Think about any major breakthrough in your life. Any real change. It didn’t come while everything was easy and smooth. It came when you were uncomfortable.
When you had to face something raw. When the old strategies stopped working and you had to dig deeper.
That’s the irony. The stuff we avoid most—the breakup, the burnout, the loss, the fear—is often the exact terrain that matures us.
But only if we stop fighting it. Only if we stop judging ourselves for not being perpetually “positive.” Only if we let the pain do its work, instead of smothering it with motivational fluff.
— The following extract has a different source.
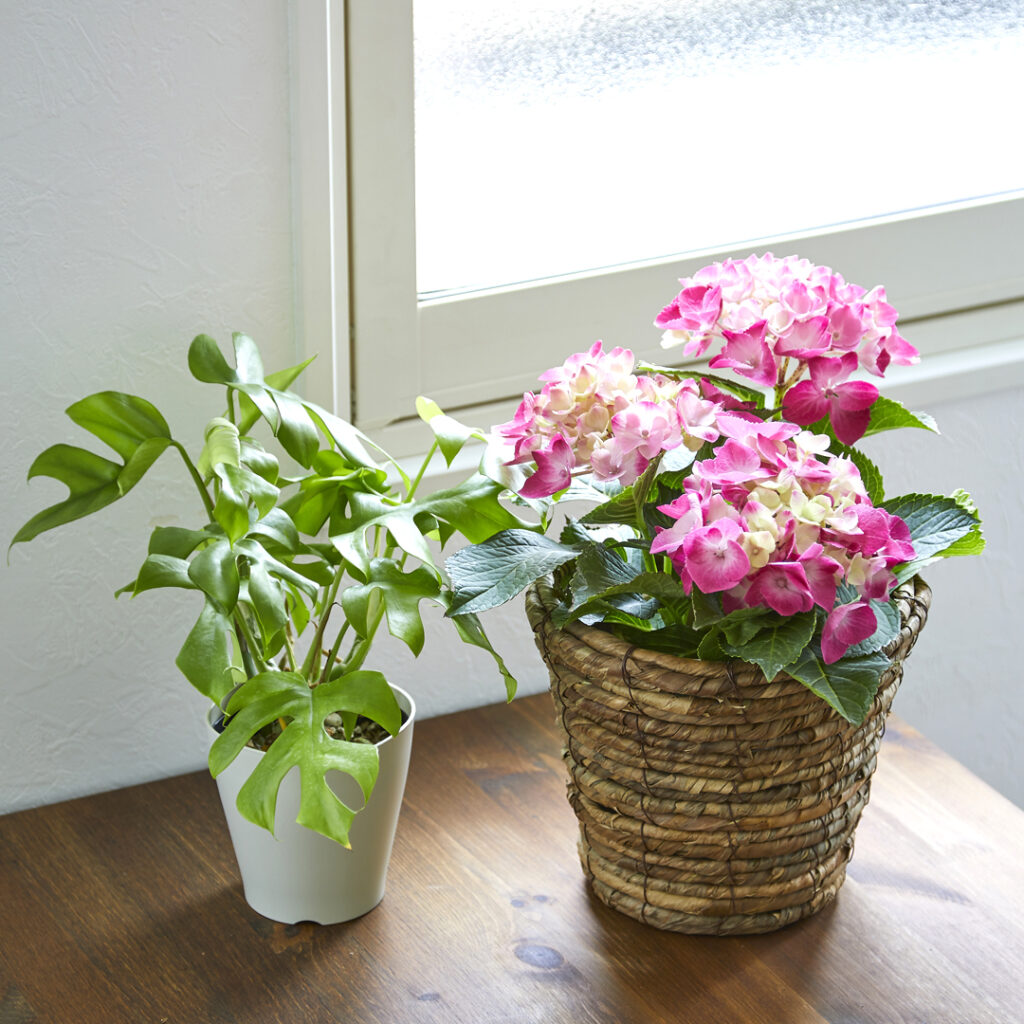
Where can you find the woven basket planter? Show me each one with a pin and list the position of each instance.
(711, 801)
I’ve had moments where I tried to bypass grief by telling myself it “wasn’t that bad.” Spoiler: it came back later, stronger and meaner.
I’ve tried to muscle through failure with confidence-mantras and forced optimism. But real resilience didn’t show up until I said, “Yeah, this sucks—and I’m still here.”
Once I allowed the sadness, the fear, the doubt to just exist, they lost some of their power over me.
They didn’t disappear. But they stopped running the show from the shadows.
And weirdly, that’s when I started feeling lighter—not because I faked my way to peace, but because I faced the fire and stayed intact.
That’s what freedom looks like.
Not some eternal high. Not a Pinterest-worthy mood board of good vibes.
But self-trust. Emotional honesty. The ability to say: I can handle this. Even when it’s dark. Even when it hurts.
Because here’s the truth no one posts under a beach photo: real peace doesn’t come from avoiding discomfort. It comes from walking straight into it and realizing—you survived.
Final thoughts
We’ve been sold this idea that happiness is a permanent state, and that if we just try hard enough, we’ll stay there.
But Mark Manson was right to call BS on that.
The pursuit of constant positivity doesn’t make us stronger. It makes us afraid of our own humanness. It disconnects us from ourselves and others. It teaches us to hide, perform, and pretend.
And the real work? The stuff that actually changes us?
It begins when we stop pretending everything’s fine—and start getting real about what’s hard.
So if you’re struggling, don’t reach for the nearest smiley-face sticker.
Sit with it. Name it. Walk through it.
That’s not weakness. That’s freedom.